Theorem: Assume $A$ is open convex and $f$ convex. For $a\in A$ and $x^* \in X^*$, the following assertions are equivalent:

  • (i) $x^* \in \partial f(a)$;
  • (ii) $x^*(v) \leq f_{+}^{\prime}(a)[v]$ for each $v \in X$;
  • (iii) $f_-^{\prime}(a)[v] \leq x^*(v) \leq f_{+}^{\prime}(a)[v]$ for each $v \in X$.

As a corollary, we obtain that $\partial f(a)$ is fully determined by the values of $f$ in any neighborhood of $a$.

Best Answer

Below, we use $x^*(v)$ and $\langle x^*, v \rangle$ interchangeably. Notice that $f'_-(a)[v] = -f'_+(a)[-v]$, so (ii) is equivalent to (iii).

Let's prove (i) implies (ii). Let $x^* \in \partial f(a)$, i.e., $$ f(x)-f(a) \ge \langle x^*, x-a \rangle \quad \forall x\in A. $$ Then $f(a+tv)-f(a) \ge t\langle x^*, v \rangle$ and thus $$ \frac{f(a+t v)-f(a)}{t} \ge \langle x^*, v \rangle \quad \forall t>0. $$ The claim then follows by taking the limit $t \to 0^+$.
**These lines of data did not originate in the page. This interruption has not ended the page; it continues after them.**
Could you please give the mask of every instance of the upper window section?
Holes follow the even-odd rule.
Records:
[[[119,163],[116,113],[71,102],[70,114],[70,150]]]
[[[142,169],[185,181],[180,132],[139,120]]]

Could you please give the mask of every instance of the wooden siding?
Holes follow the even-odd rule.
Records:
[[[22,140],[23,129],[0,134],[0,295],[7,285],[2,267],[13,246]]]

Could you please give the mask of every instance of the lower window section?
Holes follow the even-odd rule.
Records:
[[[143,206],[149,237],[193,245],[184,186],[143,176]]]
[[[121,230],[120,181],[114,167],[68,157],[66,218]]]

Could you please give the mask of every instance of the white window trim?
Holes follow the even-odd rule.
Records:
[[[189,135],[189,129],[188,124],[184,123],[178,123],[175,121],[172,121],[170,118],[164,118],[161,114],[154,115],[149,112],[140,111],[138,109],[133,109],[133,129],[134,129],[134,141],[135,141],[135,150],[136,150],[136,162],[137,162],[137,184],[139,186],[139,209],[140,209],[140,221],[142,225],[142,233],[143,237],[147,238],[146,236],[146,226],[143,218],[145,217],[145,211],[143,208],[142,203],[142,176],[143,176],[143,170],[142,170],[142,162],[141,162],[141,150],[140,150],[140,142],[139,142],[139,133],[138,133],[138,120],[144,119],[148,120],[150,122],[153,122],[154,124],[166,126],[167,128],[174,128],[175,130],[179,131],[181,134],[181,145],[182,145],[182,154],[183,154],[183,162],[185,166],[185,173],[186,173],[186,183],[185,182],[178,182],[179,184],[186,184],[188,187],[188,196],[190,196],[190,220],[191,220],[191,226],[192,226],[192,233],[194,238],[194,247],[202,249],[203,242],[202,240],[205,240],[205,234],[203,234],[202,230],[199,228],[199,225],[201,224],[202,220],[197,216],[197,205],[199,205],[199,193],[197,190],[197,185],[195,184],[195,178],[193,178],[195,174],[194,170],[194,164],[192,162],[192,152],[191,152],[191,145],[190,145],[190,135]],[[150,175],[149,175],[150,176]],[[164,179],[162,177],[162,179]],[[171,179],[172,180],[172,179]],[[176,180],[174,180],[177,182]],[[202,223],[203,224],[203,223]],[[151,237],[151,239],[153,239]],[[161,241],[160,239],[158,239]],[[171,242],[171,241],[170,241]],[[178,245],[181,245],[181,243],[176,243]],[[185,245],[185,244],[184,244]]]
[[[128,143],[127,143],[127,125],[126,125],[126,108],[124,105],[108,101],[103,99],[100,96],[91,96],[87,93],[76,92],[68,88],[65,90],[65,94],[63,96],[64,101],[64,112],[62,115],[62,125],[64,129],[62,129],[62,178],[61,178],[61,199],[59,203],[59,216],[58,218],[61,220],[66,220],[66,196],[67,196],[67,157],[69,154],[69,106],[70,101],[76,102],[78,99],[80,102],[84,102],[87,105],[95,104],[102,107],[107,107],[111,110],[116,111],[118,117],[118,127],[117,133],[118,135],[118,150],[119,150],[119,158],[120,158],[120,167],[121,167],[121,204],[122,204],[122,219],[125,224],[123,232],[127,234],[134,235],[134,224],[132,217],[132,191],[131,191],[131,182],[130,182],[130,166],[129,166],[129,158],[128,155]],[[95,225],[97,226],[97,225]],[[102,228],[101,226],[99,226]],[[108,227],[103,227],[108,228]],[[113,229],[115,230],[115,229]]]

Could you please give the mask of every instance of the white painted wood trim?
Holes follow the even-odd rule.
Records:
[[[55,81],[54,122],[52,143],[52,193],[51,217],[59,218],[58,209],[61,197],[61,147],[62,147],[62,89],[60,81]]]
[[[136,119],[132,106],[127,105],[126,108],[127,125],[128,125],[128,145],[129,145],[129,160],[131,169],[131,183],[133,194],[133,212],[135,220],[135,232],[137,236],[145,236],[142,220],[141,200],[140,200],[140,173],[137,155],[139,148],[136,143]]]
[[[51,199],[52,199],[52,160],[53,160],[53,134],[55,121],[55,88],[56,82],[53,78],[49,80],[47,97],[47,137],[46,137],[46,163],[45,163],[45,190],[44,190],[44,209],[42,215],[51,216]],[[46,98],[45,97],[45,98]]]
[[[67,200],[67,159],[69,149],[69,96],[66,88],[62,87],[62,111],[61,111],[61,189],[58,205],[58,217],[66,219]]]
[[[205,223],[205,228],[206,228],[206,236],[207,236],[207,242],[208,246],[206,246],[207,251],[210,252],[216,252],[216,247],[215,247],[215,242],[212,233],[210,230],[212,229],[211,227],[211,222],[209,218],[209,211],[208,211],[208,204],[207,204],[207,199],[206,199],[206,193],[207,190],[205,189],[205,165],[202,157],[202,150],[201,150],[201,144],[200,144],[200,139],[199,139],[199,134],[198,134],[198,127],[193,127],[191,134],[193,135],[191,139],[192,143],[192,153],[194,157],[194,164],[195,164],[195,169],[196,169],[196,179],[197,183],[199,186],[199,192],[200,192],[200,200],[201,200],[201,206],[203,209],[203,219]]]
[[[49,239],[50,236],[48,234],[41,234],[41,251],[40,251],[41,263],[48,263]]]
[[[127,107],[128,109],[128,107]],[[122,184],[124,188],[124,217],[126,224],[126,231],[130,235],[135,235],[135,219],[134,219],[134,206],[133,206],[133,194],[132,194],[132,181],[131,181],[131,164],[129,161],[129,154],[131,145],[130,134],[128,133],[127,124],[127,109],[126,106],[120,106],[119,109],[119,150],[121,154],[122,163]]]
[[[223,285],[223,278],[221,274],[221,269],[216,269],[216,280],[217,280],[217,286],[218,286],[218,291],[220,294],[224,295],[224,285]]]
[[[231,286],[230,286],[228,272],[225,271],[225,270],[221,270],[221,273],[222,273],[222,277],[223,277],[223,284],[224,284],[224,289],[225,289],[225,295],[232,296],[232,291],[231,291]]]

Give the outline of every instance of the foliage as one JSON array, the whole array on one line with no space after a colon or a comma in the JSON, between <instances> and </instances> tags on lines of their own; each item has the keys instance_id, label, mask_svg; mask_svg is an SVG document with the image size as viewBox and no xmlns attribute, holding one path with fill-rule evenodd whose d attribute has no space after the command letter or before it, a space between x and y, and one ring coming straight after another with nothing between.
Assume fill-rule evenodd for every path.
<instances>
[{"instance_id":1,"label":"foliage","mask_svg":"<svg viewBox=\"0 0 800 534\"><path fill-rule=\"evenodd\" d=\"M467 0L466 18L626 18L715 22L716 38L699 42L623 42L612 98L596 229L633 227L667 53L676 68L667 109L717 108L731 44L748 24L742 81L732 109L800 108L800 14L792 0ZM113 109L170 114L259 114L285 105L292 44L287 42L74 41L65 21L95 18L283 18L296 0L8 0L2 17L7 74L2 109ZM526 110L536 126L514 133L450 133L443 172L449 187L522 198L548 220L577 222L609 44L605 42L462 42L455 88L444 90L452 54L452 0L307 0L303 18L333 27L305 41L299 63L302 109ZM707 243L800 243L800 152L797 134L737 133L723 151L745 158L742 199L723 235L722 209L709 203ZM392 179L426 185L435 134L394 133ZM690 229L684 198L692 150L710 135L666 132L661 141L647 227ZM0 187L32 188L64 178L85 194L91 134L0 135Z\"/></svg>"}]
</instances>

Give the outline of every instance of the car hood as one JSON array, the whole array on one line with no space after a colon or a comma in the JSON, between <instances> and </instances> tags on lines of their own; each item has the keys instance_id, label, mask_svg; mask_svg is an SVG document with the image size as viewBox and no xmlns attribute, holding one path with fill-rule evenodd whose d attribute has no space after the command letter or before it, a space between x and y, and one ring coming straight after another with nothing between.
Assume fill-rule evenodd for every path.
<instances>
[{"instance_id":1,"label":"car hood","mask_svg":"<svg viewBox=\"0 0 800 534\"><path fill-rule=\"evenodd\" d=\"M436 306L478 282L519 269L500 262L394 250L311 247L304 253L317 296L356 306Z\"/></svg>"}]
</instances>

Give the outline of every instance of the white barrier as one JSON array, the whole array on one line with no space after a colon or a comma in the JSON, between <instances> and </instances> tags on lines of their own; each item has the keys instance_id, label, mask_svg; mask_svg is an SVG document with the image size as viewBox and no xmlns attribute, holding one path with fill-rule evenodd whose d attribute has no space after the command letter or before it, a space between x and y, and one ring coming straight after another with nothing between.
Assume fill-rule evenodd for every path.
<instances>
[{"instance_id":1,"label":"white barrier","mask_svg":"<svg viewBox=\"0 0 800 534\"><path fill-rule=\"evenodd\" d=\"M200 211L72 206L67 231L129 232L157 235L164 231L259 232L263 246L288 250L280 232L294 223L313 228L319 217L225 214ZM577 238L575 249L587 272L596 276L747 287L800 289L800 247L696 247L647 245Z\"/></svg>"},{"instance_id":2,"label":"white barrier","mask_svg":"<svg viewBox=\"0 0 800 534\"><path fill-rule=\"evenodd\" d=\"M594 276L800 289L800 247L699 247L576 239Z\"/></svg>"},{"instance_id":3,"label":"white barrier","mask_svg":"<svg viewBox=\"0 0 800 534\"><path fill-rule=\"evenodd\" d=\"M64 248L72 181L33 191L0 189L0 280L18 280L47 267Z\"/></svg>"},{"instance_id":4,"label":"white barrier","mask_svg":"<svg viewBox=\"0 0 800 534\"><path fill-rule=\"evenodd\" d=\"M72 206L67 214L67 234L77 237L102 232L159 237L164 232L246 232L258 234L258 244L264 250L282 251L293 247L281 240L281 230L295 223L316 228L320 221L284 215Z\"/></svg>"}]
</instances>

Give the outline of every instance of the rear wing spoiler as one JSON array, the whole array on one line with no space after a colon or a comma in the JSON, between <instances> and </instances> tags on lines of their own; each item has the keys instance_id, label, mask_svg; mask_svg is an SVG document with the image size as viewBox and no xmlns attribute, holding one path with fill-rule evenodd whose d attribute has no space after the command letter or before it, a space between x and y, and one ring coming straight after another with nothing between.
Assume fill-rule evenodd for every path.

Let's prove (ii) implies (i). Notice that $f$ is convex, so the map $$ \varphi:(0, +\infty) \to \mathbb R, t \mapsto \frac{f(a+t v)-f(a)}{t} $$ is increasing. Assume $\langle x^*, v \rangle \le f_{+}^{\prime}(a)[v]$ for each $v \in X$. Then $\langle x^*, v \rangle \le \varphi (t)$ for all $t>0$. We pick $t=1$ and $v=x-a$. Then $$ \langle x^*, x-a \rangle \le \frac{f(a+1(x-a))-f(a)}{1}. $$ This completes the proof.